Cette réflexion, un grand marin aurait pu se la faire et nous ne serions peut-être pas orphelins actuellement.
Mais il y a encore beaucoup à dire sur la prévention.

















Ben si il y a encore beaucoup à dire, ... dis le !
Tu as parfaitement raison Humphrey, ce sujet demande une réflexion personnelle afin de connaître notre seuil de compétance
versus sécurité. Personnellement je ne porte le harnais que dans des circonstances particulières de navigation ex: gros temps
de nuit, mais je sais que je devrais changer ma façon d'analyser chaque situation. À titre d'exemple, je navigue depuis 27 ans
donc je n'ai malheureusement plus le 25 ans que j'avais au départ. Alors à 52 ans, une routine de navigation s'est installé et je
ne pense plus avoir l'agilité que j'avais au départ, pourtant je n'ai rien changé de mes habitudes. Je ne crois pas qu'il vaille
attendre de se faire peur avant de changer quelques règles de sécurité à bord. Comme Humphrey disait, le skipper est souvent
le seul à bien connaître la manoeuvre du voilier alors comment des équipiers maladroits pourraient-ils récupérer ce dernier et
prendre le contrôle de la situation. Alors oui je crois qu'il faut établir des règles de sécurité à bord et surtout apprendre à les
respecter. Je m'excuse si je n'ai pas vraiment répondu à cette interrogation, à savoir quels sont les règles à respecter mais
comme je disais au début, cela demande à ce que j'aille m'assoir devant mon mirroir afin de voir qu'est-ce que je dois changer
personnellement dans mon comportement marin. Salutations Régis
Je vais faire l'apologie de trois accessoires, pourtant non obligatoires:
- la lampe flash: pas chère, elle tient dans la poche et est plus efficace que le quignon de lumière du feu à retournement.
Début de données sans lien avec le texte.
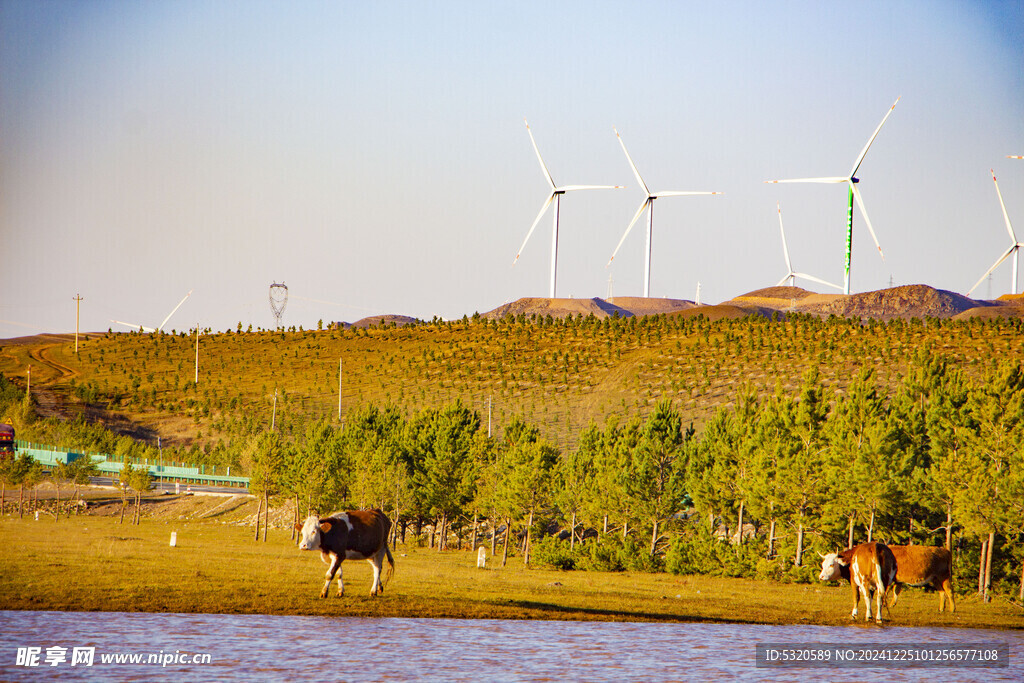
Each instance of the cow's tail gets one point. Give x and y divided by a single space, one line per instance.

J'essaie, de nuit, de l'imposer à chaque équipier sur le pont (j'en ai trois lampes seulement), mais le changement d'équipier
n'entraine pas toujours de changement de lampe flash.
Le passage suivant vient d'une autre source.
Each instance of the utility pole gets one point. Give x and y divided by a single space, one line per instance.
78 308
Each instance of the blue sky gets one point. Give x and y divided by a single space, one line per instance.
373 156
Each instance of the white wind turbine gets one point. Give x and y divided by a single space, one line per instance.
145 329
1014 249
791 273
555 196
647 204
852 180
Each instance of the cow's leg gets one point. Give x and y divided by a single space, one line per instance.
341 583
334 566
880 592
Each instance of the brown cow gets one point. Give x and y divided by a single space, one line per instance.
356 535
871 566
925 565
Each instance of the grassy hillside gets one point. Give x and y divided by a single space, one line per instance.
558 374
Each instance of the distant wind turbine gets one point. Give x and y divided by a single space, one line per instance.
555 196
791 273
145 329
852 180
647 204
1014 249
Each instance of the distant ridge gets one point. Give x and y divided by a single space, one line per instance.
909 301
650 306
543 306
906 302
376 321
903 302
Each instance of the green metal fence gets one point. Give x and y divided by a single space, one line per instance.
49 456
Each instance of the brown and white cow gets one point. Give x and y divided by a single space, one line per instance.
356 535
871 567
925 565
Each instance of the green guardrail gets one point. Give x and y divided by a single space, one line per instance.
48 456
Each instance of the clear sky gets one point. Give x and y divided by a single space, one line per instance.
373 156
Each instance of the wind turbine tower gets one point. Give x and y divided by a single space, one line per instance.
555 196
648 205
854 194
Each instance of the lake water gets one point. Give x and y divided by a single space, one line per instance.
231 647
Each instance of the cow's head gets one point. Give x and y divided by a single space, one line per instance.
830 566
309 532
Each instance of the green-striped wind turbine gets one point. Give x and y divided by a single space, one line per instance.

-le gilet gonflable: il permet de demander de le porter plus souvent. On ne peut rien faire ou presque rien avec un gilet en
mousse sur le dos, par contre, on peut manoeuvrer sans difficulté avec un gonflable.
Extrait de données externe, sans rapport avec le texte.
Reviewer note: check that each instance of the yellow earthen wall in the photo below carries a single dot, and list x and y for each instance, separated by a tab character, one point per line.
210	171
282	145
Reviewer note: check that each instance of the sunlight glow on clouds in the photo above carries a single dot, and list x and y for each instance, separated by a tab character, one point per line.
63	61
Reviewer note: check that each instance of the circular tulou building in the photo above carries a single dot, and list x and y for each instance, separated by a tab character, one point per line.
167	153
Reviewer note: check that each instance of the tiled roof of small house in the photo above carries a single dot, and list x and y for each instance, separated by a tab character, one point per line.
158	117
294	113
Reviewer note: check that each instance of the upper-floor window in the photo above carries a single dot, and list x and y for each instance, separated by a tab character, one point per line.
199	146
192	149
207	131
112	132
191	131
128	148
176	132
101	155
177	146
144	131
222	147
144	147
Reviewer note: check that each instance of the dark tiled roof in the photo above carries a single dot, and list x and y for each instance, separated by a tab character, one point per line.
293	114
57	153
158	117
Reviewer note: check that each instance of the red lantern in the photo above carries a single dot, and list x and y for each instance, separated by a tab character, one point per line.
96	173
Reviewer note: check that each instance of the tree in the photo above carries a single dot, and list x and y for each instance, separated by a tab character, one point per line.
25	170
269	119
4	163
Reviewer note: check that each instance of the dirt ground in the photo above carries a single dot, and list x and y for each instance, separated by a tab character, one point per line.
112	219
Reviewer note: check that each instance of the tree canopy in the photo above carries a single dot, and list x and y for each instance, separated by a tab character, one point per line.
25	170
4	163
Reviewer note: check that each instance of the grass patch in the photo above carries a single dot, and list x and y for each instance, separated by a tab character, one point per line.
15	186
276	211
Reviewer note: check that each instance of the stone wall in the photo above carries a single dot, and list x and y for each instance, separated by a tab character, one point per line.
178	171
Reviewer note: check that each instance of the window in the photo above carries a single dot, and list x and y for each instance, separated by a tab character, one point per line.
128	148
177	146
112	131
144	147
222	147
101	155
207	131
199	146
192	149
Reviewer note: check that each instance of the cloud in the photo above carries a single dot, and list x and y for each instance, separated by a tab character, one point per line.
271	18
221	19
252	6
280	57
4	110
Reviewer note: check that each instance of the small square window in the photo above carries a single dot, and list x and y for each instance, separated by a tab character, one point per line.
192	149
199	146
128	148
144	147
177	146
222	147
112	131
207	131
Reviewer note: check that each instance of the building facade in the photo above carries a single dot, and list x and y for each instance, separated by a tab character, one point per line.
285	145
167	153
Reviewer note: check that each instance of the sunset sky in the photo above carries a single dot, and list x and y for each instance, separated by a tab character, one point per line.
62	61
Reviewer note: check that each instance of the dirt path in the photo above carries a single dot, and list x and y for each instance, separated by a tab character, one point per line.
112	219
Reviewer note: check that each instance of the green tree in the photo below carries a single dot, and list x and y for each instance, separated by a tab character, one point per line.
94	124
- l'alarme de piscine! J'ai trouvé un petit accessoire (300 tout de même) qui est composé de deux colliers et d'un boitier. Si vous
fermez le collier autour du cou d'un enfant et qu'il tombe à l'eau, le boitier émet une alarme sonore et visuelle. Il y a aussi une
alarme (moins forte) si l'enfant s'éloigne de 30 m du boitier. En équipage réduit (à 2), chacun a son collier (dans la poche car les
cous des adultes sont trop gros), et le boitier est à la table à carte. Cela m'a paru génial.
Ceci pour revenir sur l'équipement de sécurité. Chacun devrait avoir son propre équipement de sécurité: lampe, gilet, etc. Mais
en France, on impose un équipement au bateau donc, pouvant être minimal (feu à retournement ridicule), et pouvant être
inadapté inadapté (8 gilets reglementaires adultes, mais 5 enfants à bord!).